Its been a quiet kinda laid back day. Did some straightening up and putting the house back together after yesterday. Then spent most of the afternoon looking some things up on the internet and doing a lot of reading. Was sitting here earlier watching it snow. It was the first snowfall of the season, it was kind of nice to see. Of course I could say it was nice because i knew it wasn't going to amount to much. It's quit already, and what did fall melted as soon as it hit the ground.

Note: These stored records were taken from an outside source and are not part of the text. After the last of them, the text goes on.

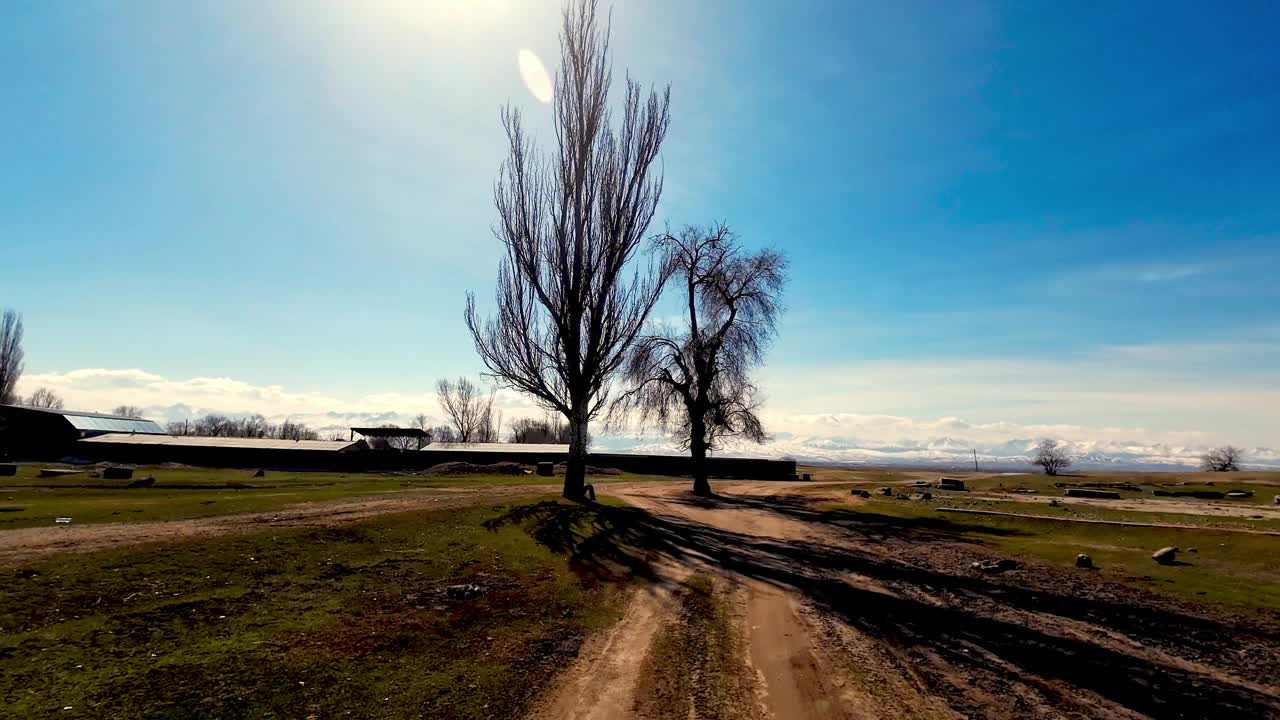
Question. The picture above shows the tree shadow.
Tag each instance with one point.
(973, 632)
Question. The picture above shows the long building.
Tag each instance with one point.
(50, 434)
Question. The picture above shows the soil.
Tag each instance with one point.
(858, 619)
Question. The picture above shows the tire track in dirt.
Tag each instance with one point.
(914, 637)
(600, 683)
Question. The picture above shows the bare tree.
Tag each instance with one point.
(1225, 459)
(1051, 455)
(469, 409)
(443, 433)
(45, 397)
(548, 431)
(10, 356)
(695, 379)
(567, 302)
(289, 429)
(398, 442)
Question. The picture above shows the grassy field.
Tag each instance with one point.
(412, 615)
(28, 501)
(1233, 569)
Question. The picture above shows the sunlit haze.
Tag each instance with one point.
(1004, 220)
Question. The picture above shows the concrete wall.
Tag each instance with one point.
(385, 460)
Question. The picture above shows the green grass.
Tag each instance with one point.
(27, 501)
(328, 623)
(1230, 569)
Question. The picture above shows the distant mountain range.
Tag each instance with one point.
(951, 454)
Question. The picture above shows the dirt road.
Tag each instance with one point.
(868, 619)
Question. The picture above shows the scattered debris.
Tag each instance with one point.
(1092, 492)
(467, 591)
(992, 566)
(1197, 493)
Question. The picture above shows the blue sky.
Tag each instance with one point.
(1029, 213)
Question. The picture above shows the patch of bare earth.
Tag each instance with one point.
(876, 619)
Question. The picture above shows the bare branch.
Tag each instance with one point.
(570, 297)
(696, 381)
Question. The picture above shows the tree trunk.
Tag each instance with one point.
(698, 455)
(575, 470)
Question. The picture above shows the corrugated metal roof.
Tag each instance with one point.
(496, 447)
(101, 424)
(97, 422)
(190, 441)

Not sure what tonight holds in store for me, I'll just go along and do whatever pops into my mind to do. I've lost interest in TV, so more then likely whatever I do will involve sitting in front of my computer. Later

The gifts have been opened, the meal is over, the visitor's have packed up, rowdy kids and all and gone back from whence they came. So now I'm sitting here listening to this strange sound fill the air........silence, you know peace and quiet. Yes no more screaming, yelling or running around, all is back to normal...well almost. There is still the uaual clean up to do after the normal family get together. You know I've often wondered why it is you make sure your place is nice and clean before company shows up, when 10 minutes after they are there your place suddenly looks like a disaster area. I think from now on I will just leave the cleaning for after the family get together. All in all I must say the went fairly good. Didn't even reach borderline nervous wreck, like I have on some other get togethers. But still, I am glad it's over. Thats all for now. Hope your holiday turned out well.